In the original game, there are three main storylines each corresponding to one of the starter cities: Bastok, San d'Oria, and Windurst. With the Rise of the Zilart expansion, the Adventurer could take place in the storyline separate from their involvement in any of the prior missions (to a certain extent), revolving around this ancient race. Chains of Promathia, Treasures of Aht Urhgan, and Wings of the Goddess each subsequently offer the Adventurer additional missions.
The Hunt system is also an example of a mission system. Though considered by and large a sidequest, the player is required to initiate each mission with a specific sequence of actions: view and agree to the posted bill; then talk to the requester, slay the Mark, and report to the requester upon completion of the Hunt. Only two Hunts are mandatory, with one of the two being unofficial. Each carries a notice upon acceptance and completion.
Missions in Final Fantasy XII: Revenant Wings are divided into Storyline Missions and Side Missions. They are the main gameplay setting of this title, aside from Monster and Summon Melees.

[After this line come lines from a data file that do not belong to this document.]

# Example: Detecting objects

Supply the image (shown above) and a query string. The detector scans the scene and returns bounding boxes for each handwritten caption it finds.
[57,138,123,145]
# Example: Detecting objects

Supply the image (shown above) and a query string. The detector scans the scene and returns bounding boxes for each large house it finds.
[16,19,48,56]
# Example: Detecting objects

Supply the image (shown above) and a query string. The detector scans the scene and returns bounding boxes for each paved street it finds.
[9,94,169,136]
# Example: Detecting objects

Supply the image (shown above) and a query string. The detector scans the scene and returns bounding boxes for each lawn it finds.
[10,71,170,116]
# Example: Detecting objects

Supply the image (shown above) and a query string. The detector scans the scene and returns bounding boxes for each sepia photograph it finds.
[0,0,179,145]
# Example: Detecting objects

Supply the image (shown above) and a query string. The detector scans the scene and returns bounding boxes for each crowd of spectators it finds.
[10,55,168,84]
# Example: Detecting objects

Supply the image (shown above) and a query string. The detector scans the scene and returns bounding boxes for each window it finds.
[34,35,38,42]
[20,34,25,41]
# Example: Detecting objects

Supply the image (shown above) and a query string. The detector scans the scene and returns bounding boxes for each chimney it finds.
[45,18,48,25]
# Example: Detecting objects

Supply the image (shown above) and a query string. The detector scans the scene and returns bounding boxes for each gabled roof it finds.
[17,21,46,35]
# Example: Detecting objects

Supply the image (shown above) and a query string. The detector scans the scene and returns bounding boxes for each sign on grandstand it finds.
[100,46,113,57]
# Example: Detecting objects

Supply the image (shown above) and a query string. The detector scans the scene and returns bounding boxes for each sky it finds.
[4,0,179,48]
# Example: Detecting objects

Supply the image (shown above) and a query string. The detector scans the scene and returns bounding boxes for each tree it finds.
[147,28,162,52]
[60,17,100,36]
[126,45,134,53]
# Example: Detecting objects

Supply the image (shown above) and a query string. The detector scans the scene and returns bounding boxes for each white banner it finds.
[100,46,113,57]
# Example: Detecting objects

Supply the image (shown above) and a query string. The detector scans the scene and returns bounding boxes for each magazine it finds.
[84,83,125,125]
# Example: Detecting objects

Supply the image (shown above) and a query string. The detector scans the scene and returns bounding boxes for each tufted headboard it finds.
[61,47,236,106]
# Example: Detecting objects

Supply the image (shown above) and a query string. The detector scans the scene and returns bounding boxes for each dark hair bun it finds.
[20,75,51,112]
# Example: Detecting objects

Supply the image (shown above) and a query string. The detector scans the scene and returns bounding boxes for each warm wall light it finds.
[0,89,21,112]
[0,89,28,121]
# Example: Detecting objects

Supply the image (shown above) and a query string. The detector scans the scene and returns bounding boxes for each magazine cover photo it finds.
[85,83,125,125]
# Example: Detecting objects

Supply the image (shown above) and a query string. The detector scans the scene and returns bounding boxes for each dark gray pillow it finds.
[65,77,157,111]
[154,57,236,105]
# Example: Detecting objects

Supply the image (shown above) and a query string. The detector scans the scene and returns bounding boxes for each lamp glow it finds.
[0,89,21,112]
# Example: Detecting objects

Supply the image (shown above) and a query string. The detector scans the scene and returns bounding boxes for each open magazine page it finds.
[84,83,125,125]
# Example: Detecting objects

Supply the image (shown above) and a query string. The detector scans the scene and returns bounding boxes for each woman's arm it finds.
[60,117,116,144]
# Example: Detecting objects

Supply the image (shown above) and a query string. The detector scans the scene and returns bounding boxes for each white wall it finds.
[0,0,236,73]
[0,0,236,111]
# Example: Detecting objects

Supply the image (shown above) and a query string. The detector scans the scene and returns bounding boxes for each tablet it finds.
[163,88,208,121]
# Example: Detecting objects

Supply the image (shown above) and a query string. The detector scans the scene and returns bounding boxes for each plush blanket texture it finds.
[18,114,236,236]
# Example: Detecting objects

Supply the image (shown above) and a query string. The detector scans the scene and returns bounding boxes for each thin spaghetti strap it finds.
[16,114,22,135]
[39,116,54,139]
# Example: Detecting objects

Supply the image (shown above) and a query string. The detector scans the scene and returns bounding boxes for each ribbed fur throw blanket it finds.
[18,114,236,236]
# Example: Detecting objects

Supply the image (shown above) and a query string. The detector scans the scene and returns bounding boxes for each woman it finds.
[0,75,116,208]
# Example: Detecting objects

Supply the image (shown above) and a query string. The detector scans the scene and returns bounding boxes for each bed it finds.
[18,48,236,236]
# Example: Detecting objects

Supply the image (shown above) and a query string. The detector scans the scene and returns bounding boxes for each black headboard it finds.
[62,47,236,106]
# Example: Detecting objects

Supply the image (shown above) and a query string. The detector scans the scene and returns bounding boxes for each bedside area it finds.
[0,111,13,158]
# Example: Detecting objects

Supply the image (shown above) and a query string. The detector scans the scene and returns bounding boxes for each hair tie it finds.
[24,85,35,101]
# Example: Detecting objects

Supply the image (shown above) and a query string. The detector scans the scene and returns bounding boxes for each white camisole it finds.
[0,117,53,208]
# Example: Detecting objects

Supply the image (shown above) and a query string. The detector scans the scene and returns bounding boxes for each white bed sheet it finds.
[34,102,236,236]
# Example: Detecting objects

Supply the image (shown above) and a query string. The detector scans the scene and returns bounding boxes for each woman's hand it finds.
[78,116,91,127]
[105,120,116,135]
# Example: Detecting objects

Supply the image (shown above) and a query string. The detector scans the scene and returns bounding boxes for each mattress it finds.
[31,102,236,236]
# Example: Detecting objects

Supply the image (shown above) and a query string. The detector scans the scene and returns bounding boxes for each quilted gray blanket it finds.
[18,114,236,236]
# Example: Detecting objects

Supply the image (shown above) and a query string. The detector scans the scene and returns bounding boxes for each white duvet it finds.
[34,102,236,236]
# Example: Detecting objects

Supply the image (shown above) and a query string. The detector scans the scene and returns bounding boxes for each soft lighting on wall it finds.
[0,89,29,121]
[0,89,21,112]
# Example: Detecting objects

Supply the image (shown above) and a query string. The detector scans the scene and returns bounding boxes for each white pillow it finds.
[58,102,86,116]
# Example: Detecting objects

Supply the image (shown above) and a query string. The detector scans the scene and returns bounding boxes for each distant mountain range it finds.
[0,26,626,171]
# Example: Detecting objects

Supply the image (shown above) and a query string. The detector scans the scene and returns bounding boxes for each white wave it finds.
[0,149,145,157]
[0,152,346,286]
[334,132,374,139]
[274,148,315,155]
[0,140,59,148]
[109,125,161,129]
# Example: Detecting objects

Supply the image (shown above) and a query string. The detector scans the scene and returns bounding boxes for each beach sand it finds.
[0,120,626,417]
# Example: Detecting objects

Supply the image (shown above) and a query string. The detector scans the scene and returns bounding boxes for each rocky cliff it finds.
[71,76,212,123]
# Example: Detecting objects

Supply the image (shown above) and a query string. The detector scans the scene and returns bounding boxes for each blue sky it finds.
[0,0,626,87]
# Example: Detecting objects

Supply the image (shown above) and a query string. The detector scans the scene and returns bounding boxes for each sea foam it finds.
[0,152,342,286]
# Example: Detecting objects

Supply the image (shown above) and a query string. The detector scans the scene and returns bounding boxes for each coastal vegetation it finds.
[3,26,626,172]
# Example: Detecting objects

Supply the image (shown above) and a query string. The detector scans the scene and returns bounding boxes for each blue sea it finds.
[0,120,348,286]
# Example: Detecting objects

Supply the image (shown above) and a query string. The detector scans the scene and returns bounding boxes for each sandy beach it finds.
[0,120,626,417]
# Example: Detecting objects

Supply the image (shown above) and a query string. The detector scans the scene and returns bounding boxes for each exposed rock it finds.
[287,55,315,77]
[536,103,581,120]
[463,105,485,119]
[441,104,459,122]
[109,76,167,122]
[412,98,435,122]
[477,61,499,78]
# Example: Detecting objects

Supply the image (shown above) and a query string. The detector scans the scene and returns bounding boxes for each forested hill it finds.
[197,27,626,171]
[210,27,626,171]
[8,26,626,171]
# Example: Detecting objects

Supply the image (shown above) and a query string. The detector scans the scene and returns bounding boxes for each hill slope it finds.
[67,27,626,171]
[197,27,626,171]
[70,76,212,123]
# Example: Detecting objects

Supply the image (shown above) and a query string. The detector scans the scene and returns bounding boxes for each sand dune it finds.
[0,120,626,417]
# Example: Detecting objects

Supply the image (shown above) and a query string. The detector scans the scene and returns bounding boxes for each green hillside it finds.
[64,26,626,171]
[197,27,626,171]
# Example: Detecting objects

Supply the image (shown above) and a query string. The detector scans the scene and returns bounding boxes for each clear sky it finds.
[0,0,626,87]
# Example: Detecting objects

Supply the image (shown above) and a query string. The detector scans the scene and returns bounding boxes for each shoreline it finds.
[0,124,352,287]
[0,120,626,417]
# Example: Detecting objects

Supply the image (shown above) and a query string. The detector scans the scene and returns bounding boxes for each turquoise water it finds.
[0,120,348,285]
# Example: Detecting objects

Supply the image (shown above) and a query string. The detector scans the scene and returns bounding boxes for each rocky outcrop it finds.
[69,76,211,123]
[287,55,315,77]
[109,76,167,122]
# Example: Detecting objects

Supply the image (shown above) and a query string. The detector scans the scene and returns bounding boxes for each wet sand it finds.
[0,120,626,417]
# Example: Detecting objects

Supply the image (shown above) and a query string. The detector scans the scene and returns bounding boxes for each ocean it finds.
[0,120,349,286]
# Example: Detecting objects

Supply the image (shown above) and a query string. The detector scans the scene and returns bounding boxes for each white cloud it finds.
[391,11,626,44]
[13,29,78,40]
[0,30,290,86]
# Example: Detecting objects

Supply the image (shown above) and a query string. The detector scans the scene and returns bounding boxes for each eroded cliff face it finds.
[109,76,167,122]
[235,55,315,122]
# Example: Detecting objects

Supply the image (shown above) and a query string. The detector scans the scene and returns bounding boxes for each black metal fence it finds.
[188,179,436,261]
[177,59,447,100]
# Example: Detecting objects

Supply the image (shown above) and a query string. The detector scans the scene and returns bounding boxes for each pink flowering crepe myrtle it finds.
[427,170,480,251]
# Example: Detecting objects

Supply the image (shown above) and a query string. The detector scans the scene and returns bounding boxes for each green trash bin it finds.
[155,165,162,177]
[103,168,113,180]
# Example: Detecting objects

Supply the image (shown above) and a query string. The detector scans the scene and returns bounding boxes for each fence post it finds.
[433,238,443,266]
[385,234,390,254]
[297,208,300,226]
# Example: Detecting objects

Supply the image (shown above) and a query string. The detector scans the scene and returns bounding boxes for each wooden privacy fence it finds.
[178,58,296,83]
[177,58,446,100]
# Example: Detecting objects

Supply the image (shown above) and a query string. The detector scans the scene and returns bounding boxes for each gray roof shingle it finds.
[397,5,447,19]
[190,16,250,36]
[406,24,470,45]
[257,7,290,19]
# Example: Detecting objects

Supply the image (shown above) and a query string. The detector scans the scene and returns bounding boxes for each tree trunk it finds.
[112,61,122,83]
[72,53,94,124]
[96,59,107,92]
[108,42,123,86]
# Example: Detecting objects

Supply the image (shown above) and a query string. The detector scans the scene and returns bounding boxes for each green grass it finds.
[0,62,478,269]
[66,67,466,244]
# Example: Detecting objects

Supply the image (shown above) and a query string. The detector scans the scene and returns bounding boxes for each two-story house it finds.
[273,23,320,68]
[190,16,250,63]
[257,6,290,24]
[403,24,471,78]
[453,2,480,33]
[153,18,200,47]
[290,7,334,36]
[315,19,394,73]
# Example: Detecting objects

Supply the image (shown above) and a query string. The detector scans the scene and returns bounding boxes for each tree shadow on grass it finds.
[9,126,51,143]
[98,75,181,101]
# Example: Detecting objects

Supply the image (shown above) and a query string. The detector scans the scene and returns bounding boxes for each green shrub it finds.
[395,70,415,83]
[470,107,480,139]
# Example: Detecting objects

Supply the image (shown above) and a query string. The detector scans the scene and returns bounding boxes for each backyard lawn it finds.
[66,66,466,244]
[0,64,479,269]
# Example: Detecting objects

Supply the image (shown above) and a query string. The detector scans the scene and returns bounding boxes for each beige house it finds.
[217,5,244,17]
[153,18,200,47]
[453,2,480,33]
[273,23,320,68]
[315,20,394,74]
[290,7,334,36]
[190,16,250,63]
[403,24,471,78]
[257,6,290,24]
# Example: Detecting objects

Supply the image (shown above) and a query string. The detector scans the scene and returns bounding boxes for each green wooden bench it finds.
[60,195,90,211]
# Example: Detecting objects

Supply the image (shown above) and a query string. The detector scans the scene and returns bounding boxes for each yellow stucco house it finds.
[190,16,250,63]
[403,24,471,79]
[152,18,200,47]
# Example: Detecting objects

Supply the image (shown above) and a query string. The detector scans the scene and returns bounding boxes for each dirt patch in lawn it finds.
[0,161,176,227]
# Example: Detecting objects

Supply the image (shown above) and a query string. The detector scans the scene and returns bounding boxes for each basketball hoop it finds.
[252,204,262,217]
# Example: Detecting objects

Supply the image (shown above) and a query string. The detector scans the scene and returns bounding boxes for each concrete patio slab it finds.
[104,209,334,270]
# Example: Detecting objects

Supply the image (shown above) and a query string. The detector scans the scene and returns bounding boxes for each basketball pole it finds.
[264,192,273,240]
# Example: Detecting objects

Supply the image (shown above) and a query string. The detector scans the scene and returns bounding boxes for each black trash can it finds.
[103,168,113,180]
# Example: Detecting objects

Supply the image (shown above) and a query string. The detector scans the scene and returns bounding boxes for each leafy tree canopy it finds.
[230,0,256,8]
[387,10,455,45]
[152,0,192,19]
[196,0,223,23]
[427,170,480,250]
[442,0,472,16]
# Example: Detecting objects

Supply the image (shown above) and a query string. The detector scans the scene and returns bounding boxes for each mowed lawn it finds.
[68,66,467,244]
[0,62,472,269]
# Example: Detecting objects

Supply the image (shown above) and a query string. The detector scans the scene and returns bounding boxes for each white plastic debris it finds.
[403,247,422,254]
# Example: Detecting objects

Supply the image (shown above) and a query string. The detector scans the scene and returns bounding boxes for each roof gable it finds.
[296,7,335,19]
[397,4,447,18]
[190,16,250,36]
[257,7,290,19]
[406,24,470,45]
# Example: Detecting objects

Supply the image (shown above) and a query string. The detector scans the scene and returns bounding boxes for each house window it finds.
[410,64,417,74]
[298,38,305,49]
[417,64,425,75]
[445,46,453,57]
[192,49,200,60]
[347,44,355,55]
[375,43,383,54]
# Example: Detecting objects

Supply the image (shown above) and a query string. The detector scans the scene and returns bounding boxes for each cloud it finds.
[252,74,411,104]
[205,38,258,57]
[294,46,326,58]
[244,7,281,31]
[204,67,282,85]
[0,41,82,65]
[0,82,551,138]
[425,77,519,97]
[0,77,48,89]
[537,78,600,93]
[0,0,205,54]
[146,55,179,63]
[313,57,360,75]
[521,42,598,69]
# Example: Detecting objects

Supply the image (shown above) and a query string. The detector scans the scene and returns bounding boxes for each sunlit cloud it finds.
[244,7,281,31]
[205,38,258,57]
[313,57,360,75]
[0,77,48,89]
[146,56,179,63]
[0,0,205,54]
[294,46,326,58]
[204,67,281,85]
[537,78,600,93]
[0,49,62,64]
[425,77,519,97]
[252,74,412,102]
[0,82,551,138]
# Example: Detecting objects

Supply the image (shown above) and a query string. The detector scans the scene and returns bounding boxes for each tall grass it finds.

Missions are available on the world of Gran Pulse and can only be initiated by activating Mission Crystals scattered across the landscape. There are 64 missions in all, some of which involve the oversight of the fal'Cie Titan.
Missions, also known as quests, are general quests placed on the Adventurer's quest journal. Within the quest journal, they are divided in several categories: Main Storyline, which follows the game's main plot and are the most involved quests, separated by city-state, Grand Companies quests, which contains special missions issued by each company as well as the Seventh Umbral Era storyline, Job and Class quests, that explores the lore of each class and job and "Sidequests", which are the most basic quests with no particular tie to any major storyline, although some form small quest chains with an intertwined storyline, such as the Hildibrand inn quests.
NPCs issuing new quests have a small "!" marker above their heads.
In the PSP remake of Final Fantasy Tactics, new multiplayer content was added, including a series of fifteen battles that can be played co-op with another player. Each player gives a certain number of characters, and together they fight a battle against the AI controlled opponents. These battles are entirely optional, and lost items, gil, or dead characters are not permanent, but the treasure found is.
As Marche, the player takes up a Mission Request at the pub for a select fee. This is to either advance the story or obtain items for other Missions that request them. Missions are divided into three types: Story missions denoted by the "sword" icon, Dispatch missions denoted by the "parchment" icon, and the Clan battles denoted by the "blue horned head" icon. There are also Turf battle missions denoted by the "white flag" icon. Clan and Turf missions cannot be canceled.
Like Tactics Advance, the player (as Luso along with Cid) chooses a mission from the Pub's Roster. There are about 400 missions to be completed, 293 of them appearing in the pub's roster, and some of them appear after certain mission are completed or after a certain character has joined the clan.
Seven missions will not appear in the roster, but instead they are begun by reading the correct notice at the pub. These missions are specific to Adelle and her Heritor job, while the other 100 are completely optional, meaning they won't appear in the Mission count. The Clan Trial Missions also don't enter in Missions count either.
There are tutorial quests in which the player can do to earn rewards.